I think this pattern fits what Paul Krugman has been saying about debt:  as credit has tightened, savers need to spend more to make up for spending cutbacks by debtors; otherwise GDP declines.  The savers generally tend to be wealthy, which can make it difficult for them to invest in lower income areas that are less familiar to them, but posses the investment opportunities.  And with investment opportunities scattered among zillions of modestly priced homes that need rehabilitation, upkeep and management, it can be a tough business to get into.  In contrast, locals in moderate-income areas could save a lot of money by buying rather than renting, but they can't because no one will lend to them.

It may sound crazy, but now is the time for subprime lending.

The obvious way for savers to invest in homes at an arms length is by lending to deeply indebted locals. To do this, one needs to step away from old credit models governed by FICO scores to find households that simply got burned in the crash but are likely worthy borrowers going forward.  For example, if some institution were to agree to lend to families walking away from current, deeply underwater mortgage so they could buy another, much less expensive home at today's prices, both the new lender and the current underwater homeowner would gain immensely.  I suspect that's a lot of people and a lot of free $100 bills.

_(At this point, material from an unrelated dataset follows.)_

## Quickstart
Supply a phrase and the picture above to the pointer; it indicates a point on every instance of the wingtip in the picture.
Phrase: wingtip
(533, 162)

Why isn't this happening already?  I suspect it's because most of the current lending institutions fear walkaways more than they are tempted by lending opportunities, and they fear that trying to exploit the opportunities would cause more walkaways.  So, for this to happen, it would take new lending institutions that are not currently holding a lot of underwater mortgages.  It would also require careful analysis to develop reasonable new lending criteria.

If this did happen, I think we'd start seeing a lot more mortgage write downs, short sales, and fewer foreclosures.  And with these things, higher home values in the most depressed areas, more consumer spending, more jobs, and broader economic recovery.

There must be other kinds of $100 bills lying around.  I see lots of public goods, like education, where the potential returns are phenomenal.  But here I'm wondering about $100 bills in private markets that simply aren't being picked up because the institutions that would normally help savers to exploit those opportunities are broken or don't exist.